Emery was the younger brother. Biographer William C. Suran writes that he was shrewd, scrappy and 21 when the business was born. (Ellsworth, adventurous and easygoing, was 26. He arrived first, in 1901.)

In the early years of the studio, after Emery snapped the tourists at the trailhead with a 5-by-7 camera, he would hike 4½ miles down the trail to Indian Garden, halfway to the canyon floor. Why? Because it had the nearest running water, and that’s where his rustic darkroom was set up. Once his negatives were processed and prints were made, Kolb would rush back up the trail to beat the returning tourists.

That routine might seem enough to keep a photographer busy. But in the fall and winter of 1911-12, the Kolbs got hold of an early movie camera and decided to film themselves following the long, death-defying route of John Wesley Powell’s first descent of the Colorado River. Starting on the Green River in Wyoming, passing through the canyon and finishing at Needles, Calif., the two (with two helpers at different times) spent 101 days on the river, surviving hundreds of rapids.

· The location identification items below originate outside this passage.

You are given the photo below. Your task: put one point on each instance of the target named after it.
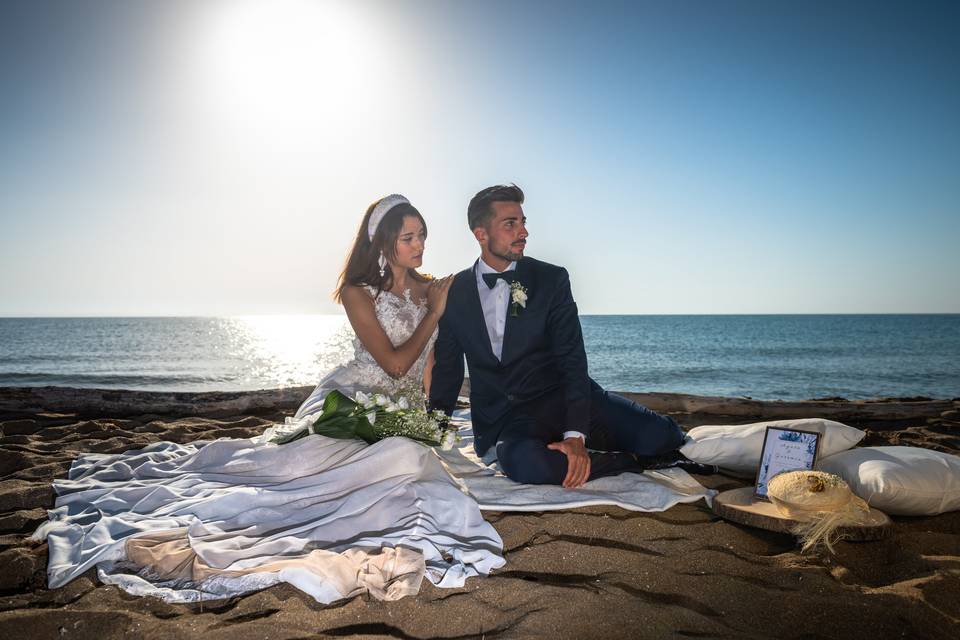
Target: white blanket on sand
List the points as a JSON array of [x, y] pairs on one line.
[[334, 518], [493, 491]]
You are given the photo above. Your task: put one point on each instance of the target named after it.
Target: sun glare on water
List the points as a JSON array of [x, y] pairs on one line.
[[297, 350]]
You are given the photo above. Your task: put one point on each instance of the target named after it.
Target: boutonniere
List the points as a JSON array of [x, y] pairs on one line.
[[518, 298]]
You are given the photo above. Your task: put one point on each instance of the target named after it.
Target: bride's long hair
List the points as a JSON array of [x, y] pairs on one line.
[[362, 268]]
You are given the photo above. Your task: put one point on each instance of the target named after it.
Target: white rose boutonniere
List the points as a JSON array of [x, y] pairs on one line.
[[518, 298]]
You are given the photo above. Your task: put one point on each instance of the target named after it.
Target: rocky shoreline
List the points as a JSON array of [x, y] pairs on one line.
[[598, 572]]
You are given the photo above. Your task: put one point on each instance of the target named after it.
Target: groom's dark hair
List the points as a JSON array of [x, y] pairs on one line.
[[479, 210]]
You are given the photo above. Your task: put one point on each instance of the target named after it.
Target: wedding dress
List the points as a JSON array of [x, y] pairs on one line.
[[335, 518]]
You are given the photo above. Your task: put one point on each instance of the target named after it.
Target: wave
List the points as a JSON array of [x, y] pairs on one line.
[[109, 379]]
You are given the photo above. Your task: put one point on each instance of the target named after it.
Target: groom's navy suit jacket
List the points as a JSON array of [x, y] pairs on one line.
[[543, 359]]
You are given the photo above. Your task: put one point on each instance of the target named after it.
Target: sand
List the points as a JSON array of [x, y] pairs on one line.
[[598, 572]]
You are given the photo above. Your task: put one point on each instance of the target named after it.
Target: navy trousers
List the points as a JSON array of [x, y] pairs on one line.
[[618, 428]]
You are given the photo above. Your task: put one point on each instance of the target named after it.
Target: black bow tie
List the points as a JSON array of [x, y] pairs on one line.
[[491, 278]]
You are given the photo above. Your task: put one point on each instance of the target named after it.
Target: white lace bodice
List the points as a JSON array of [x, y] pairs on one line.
[[399, 316]]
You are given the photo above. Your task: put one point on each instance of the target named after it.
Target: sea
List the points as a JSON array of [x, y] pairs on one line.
[[789, 357]]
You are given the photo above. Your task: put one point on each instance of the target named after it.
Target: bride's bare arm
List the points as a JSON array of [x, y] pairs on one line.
[[428, 373], [396, 361]]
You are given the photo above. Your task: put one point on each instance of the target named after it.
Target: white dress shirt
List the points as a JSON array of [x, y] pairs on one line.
[[494, 303]]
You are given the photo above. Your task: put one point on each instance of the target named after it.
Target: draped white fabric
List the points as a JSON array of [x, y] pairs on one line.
[[493, 491], [245, 504]]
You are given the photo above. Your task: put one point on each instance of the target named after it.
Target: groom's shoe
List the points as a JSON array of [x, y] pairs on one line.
[[676, 460]]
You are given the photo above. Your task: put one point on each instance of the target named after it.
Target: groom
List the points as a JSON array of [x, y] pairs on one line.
[[515, 320]]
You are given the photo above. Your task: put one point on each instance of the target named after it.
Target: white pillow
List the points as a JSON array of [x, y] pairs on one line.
[[904, 481], [737, 447]]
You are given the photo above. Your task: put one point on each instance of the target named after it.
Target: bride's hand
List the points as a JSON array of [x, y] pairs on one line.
[[437, 294]]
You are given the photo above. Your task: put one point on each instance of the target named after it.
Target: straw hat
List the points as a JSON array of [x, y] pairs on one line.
[[820, 502]]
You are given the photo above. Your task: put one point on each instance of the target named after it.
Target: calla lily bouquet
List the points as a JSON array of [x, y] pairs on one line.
[[375, 417]]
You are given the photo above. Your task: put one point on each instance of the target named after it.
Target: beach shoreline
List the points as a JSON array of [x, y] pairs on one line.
[[580, 573]]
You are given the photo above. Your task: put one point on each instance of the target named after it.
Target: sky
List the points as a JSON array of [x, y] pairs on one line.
[[215, 157]]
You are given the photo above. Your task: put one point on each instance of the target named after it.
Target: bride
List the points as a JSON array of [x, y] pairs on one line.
[[335, 518]]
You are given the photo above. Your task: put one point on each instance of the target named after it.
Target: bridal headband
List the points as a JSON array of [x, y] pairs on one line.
[[381, 210]]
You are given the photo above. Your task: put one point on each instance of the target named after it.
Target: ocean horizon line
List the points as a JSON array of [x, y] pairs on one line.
[[589, 315]]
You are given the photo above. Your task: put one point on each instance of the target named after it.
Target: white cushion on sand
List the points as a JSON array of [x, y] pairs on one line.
[[905, 481], [737, 447]]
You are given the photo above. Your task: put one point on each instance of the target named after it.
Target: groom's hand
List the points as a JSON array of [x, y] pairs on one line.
[[578, 461]]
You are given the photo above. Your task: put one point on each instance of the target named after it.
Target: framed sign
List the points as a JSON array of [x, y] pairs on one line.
[[785, 450]]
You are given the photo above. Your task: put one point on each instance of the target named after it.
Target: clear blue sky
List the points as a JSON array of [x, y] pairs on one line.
[[215, 157]]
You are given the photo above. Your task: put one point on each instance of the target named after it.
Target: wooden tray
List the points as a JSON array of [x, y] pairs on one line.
[[739, 505]]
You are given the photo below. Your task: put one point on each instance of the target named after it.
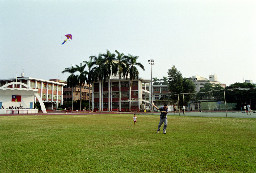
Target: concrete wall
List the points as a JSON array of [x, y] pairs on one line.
[[26, 98]]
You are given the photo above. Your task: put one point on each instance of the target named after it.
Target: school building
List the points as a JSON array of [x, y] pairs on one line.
[[50, 91], [109, 96]]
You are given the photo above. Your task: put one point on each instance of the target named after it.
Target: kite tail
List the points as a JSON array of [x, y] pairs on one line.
[[64, 41]]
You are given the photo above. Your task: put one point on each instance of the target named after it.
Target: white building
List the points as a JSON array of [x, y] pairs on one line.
[[201, 81], [51, 92], [18, 98]]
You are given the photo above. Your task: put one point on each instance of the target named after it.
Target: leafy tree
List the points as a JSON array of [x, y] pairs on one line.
[[242, 94], [156, 81], [132, 71], [179, 86], [121, 64], [89, 81], [82, 77], [112, 69], [72, 81]]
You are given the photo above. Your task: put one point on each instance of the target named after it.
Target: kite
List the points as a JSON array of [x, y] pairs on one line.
[[69, 36]]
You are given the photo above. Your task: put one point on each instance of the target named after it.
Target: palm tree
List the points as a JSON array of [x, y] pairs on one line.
[[121, 63], [132, 71], [82, 77], [99, 73], [111, 67], [72, 81], [89, 81]]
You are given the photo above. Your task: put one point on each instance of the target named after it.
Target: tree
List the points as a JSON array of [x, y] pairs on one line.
[[89, 81], [132, 71], [175, 81], [180, 86], [121, 64], [156, 81], [72, 81], [242, 94], [112, 68], [82, 77], [99, 73]]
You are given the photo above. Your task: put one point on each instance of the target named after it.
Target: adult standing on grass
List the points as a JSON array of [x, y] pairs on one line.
[[163, 117]]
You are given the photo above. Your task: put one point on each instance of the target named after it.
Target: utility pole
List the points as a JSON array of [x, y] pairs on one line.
[[151, 62]]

Spliced together, their footage amounted to the first motion picture showing the Grand Canyon — and it may have kept the company afloat. In 1914, the Santa Fe Railway and the Fred Harvey Co. had architect Mary Colter build a rival photo studio to grab the Kolbs’ business. But the brothers counterpunched. They added an auditorium to their studio and in 1915 started screening their movie nightly, with live narration. It was a hit.

Ellsworth moved to Los Angeles and sold his share of the business in 1924, but Emery continued to photograph the mule strings through the window and narrate the film nightly. He lived in the studio building with his wife, Blanche, and their daughter, Edith.

Edith grew up and Blanche died in 1960, but Emery stayed at it. As late as 1969, at 88, he was still shooting two mule strings a day. By late 1976, when Emery died at age 95, the film had been running nightly for more than 60 years, and Kolb had photographed an estimated 50,000 mule strings. (If you caught the Grand Canyon parts of Ken Burns’ 2009 PBS series on the national parks, you may have seen some of his footage.) Meanwhile, the cliff-clinging Kolb building had surpassed 50 years of age, which officially made it part of Grand Canyon history.

Now the Grand Canyon Association uses it as a gallery and gift shop (still in competition with the Lookout Studio down the path). The old auditorium is filled with an exhibition on the Kolbs.

Its private residential rooms are "too delicate" for frequent tours, studio manager Robb Seftar said, but he was willing to show me around, including the room with the view where Emery Kolb often lay in his last months and the little window where he used to take the mule-string shots. We also prowled around the adjacent darkroom, built to succeed the one at Indian Garden. It was still full of the photographer’s tools.

This a strange thing to admit after four days in panoramaland, but the Grand Canyon location that lingers most vividly in my senses today is the little window and the cramped, viewless darkroom where Kolb framed the canyon for so many American travelers. At least 40 years after the old man developed his last picture, it still smells of fixer.